Types of cookies we use
| Name | Owner | Purpose | Type | Duration |
|---|---|---|---|---|
| cerp_session | CERP (first-party) | Maintains the active session (access token) | Technical / necessary | Session |
| cerp_refresh | CERP (first-party) | Securely renews the user session | Technical / necessary | Session |
| cerp_oauth_state | CERP (first-party) | Security for Google/Apple sign-in (CSRF protection) | Technical / necessary | ~10 minutes |
| _ga, _ga_* | Google LLC (USA) | Website usage analytics | Analytics (third-party) | Up to 24 months |
| _fbp | Meta Platforms (USA) | Advertising measurement (Meta Pixel) | Advertising (third-party) | 3 months |
Technical / necessary cookies (cerp_session, cerp_refresh, cerp_oauth_state) are exempt from consent under Art. 22.2 of the Spanish LSSI-CE, as they are strictly essential for the service to function.

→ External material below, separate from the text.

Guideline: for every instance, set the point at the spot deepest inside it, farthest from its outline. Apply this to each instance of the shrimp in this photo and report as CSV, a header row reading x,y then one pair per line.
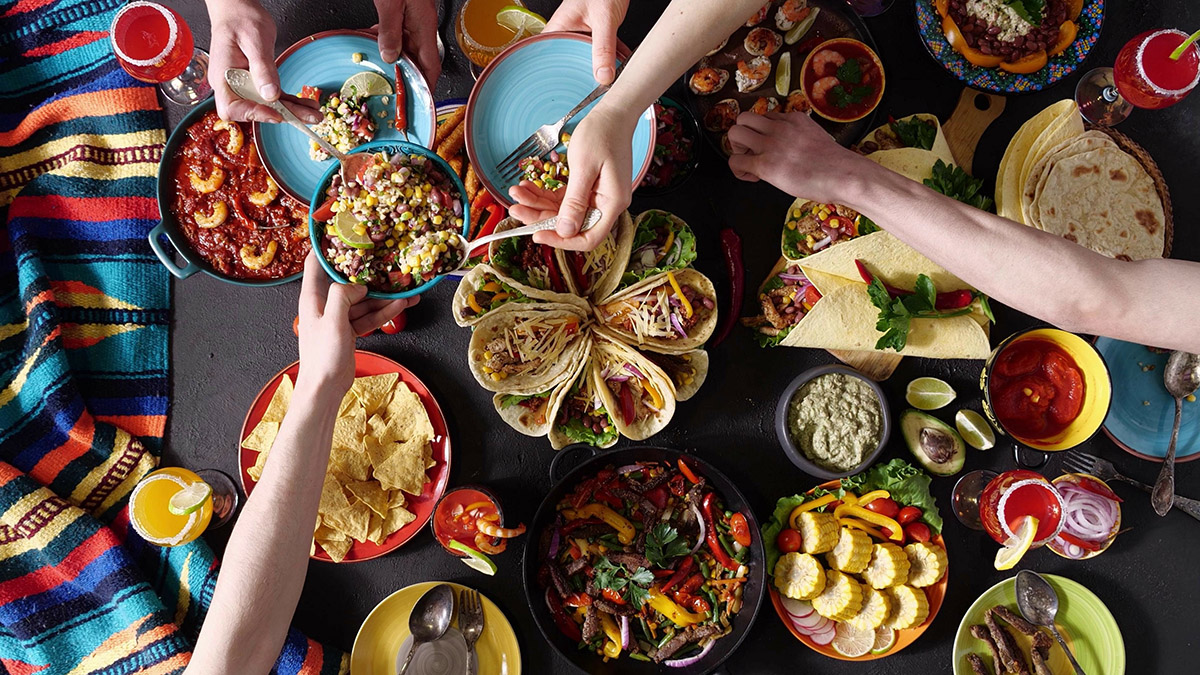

Analytics and advertising cookies are only installed after you give explicit consent via the cookie banner. We also use Vercel Web Analytics, a cookieless, aggregated telemetry service that does not place cookies on your device.
Managing your consent
On your first visit you will see a cookie banner where you can accept all cookies or reject the non-essential ones. You may withdraw or change your consent at any time, with the same ease as it was given, by reopening the cookie preferences panel. We do not rely on "consent by browsing" or scrolling: consent is only considered given when you actively click "Accept".
How to disable cookies in your browser
In addition to our preferences panel, you can block or delete cookies from your browser settings (Google Chrome, Mozilla Firefox, Apple Safari and Microsoft Edge all offer this under their privacy / cookies settings). Please note that disabling the technical / necessary cookies may prevent you from signing in to the application.
10. Security Measures
CERP applies appropriate technical and organisational measures to protect personal data, including encryption in transit (HTTPS) and at rest, role-based access controls, httpOnly/Secure session cookies, multi-tenant data isolation, activity logging and regular backups. In the event of a personal data breach, CERP will act in accordance with Articles 33 and 34 GDPR and, where it acts as processor, will notify the affected Client without undue delay.
11. User Rights (ARCO+ Rights)
The Client may exercise at any time their rights of:
- Access, Rectification and Erasure of their data.
- Restriction of and Objection to processing.
- Data portability.
To exercise these rights, send an email to admin@cerp.es from the email address associated with your account, indicating the right you wish to exercise. As a general rule a copy of an identity document is not required; we will only ask for additional, proportionate information to confirm your identity if we have reasonable doubts about it. We also inform you of your right to file a complaint with the Spanish Data Protection Agency (AEPD, www.aepd.es) if you consider that your rights have been violated.